LONDON — A police officer was being tested Saturday night at a hospital in England one week after a nerve agent sickened two people thought to have handled a contaminated item from the March attack on a Russian ex-spy and his daughter.
The officer showed up at a hospital for medical advice and was transferred to Salisbury District Hospital for “appropriate specialist tests,” the hospital said. The man and woman poisoned a week ago are in critical condition at the Salisbury hospital, which is also where Sergei and Yulia Skripal spent months being treated.
The hospital did not say what condition the unidentified police officer was being evaluated for or if the officer might have been exposed to Novichok, a deadly nerve agent developed by the Soviet Union during the Cold War. British officials have said the chemical weapon is what caused the others to fall ill.
The officer initially went to the Great Western Hospital for “medical advice in connection with the ongoing incident in Amesbury,” the town near Salisbury where the latest victims developed symptoms of Novichok poisoning.

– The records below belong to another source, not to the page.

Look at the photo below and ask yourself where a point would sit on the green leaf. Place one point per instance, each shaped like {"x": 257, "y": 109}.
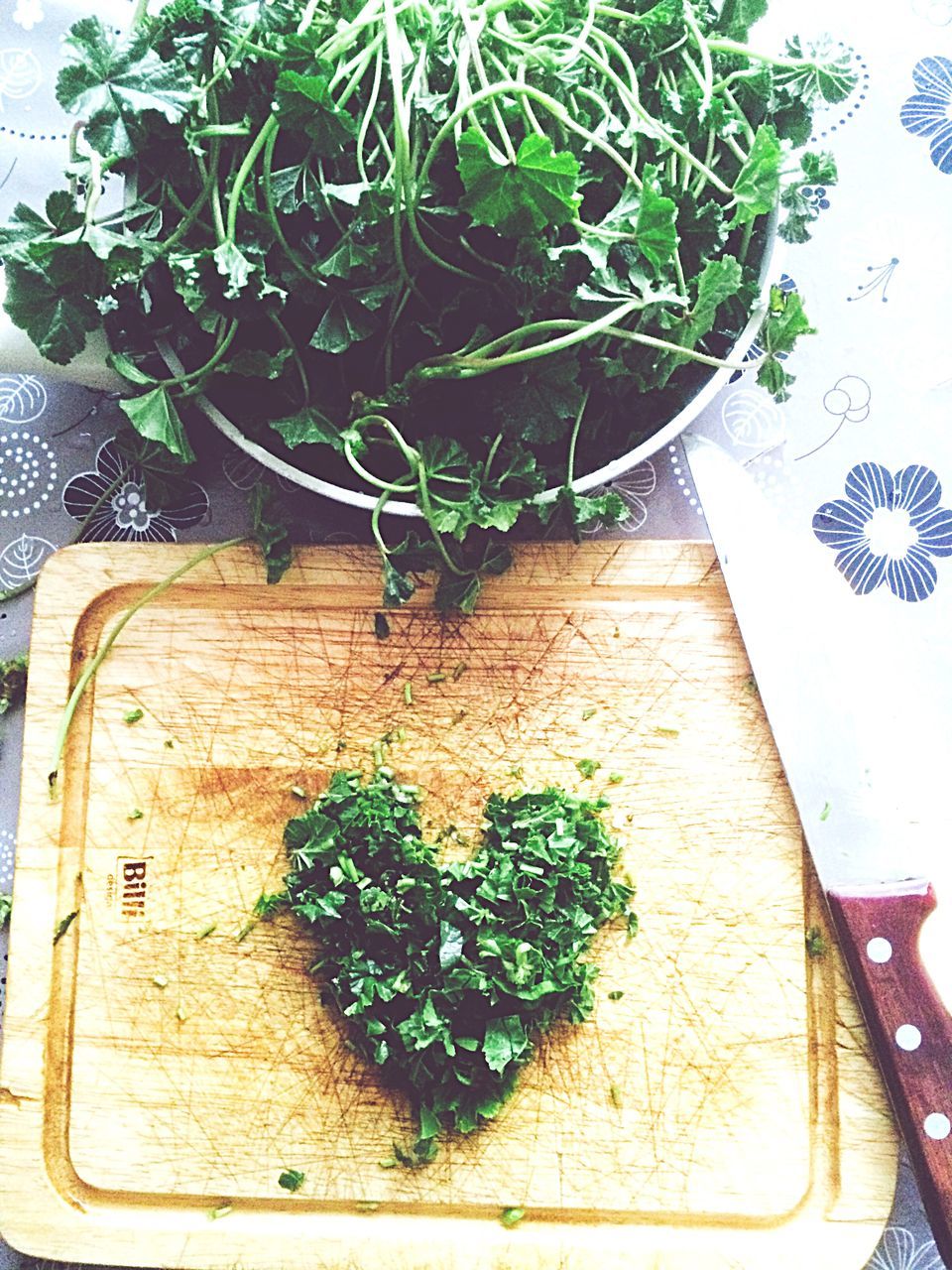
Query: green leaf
{"x": 819, "y": 168}
{"x": 271, "y": 531}
{"x": 234, "y": 266}
{"x": 738, "y": 17}
{"x": 826, "y": 73}
{"x": 255, "y": 363}
{"x": 655, "y": 226}
{"x": 308, "y": 427}
{"x": 504, "y": 1043}
{"x": 784, "y": 322}
{"x": 758, "y": 183}
{"x": 538, "y": 190}
{"x": 113, "y": 81}
{"x": 719, "y": 282}
{"x": 155, "y": 417}
{"x": 345, "y": 321}
{"x": 51, "y": 305}
{"x": 304, "y": 103}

The Salisbury hospital “has seen a number of members of the public who have come to the hospital with health concerns since this incident started and none have required any treatment. We would like to reiterate the advice from Public Health England that the risk to the wider public remains low.”
Police on Saturday continued extensive forensic searches for the source of the lethal nerve agent that poisoned 44-year-old Dawn Sturgess and her partner, 45-year-old Charley Rowley. Officials think they had secondary exposure to the chemical weapon used in the attack on the Skripals.
Police have said they are looking for a vial that may contain Novichok. It is a slow and painstaking process as there is no easy way to use modern technology to pinpoint the location of the rare nerve agent.
Officials have said the search underway Saturday could take weeks or months. It has brought more than 100 officers to Salisbury and Amesbury as suspect sites are condoned off to protect the public from possible contamination.